I have always been a worrier.
When I was younger, I would worry for days before the school announces the list of achievers. I had to be at least in the top 3 of my class. I would worry about getting A’s instead of B’s. I would push myself to compete with boys in PE because I wanted to be the best and would worry if I am not. I would compare myself with others and would be so disappointed when I am not one of the best at some things. I like being good in whatever I am doing and I like validations.
I have toned these things down when I came to Toronto and realized that I am just a tiny speck in this big planet and that my worries do not really matter. But when I became a mother, naturally, my worries started again with Elon.
Is Elon developing okay? Is he eating the right type of food? Is his poop normal? Is his head supposed to be this big? Is he a late crawler? Oh my god he is not even rolling over yet and he is 6 months already. What is going on? Why does not he know colours? Why does he say so little? I don’t understand his words. Is he colour blind?
I would always compare him with others not thinking about how Elon would feel if he actually understands his mother’s worries. What I failed to see is all his achievements and strong points.
He is a very active boy. His gross motor skills is at par with kids older than his age group. He walked at 9th going to his 10th month. He plays well with other kids. He shares with other kids. He is fearless and not afraid to try again when he fails. He is strong and independent. And he definitely knows what he likes and doesn’t like.

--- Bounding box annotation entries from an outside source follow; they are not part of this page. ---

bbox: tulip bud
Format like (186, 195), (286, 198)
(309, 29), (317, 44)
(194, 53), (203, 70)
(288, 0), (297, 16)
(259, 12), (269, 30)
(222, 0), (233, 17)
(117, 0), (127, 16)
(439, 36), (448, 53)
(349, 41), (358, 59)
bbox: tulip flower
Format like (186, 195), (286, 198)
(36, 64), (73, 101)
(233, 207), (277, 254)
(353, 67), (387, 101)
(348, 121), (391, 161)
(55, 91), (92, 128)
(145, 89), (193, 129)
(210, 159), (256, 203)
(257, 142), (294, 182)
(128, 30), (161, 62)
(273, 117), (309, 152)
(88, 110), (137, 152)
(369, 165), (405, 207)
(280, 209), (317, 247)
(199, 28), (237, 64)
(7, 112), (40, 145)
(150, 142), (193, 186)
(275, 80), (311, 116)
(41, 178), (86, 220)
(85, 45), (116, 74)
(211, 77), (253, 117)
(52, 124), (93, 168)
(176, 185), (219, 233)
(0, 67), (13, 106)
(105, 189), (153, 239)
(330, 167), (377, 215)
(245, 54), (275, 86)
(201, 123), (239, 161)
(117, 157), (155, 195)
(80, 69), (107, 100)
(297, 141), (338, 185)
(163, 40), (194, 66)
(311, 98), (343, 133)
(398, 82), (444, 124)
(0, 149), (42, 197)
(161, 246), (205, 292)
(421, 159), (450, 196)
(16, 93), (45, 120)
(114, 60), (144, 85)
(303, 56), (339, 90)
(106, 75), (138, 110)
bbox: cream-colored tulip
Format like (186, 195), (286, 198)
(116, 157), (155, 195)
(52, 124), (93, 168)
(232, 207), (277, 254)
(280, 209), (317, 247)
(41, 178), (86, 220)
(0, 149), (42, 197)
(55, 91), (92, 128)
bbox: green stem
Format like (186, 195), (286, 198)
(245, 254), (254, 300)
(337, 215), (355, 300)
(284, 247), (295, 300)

But what I wanted to share with you is the story tonight:
I started teaching Elon how to pray. So we started praying Angel of God together before going to bed. Tonight, as I finished reciting the prayer and was about to wrap it up, Elon just said “I love you Jesus”. The I love you Jesus was said, without being prodded to, by a 2 year old. This made my heart so happy. I mentioned this phrase to him not a lot of times and yet he learned it. He said it without me telling him to. I was proud at that moment so obviously he was smothered by a lot of kisses.
Now why would I worry when obviously God is in charge? Even Elon knows it in his tiny heart. I love you Jesus! And I don’t care if Elon only knows the colour Yellow.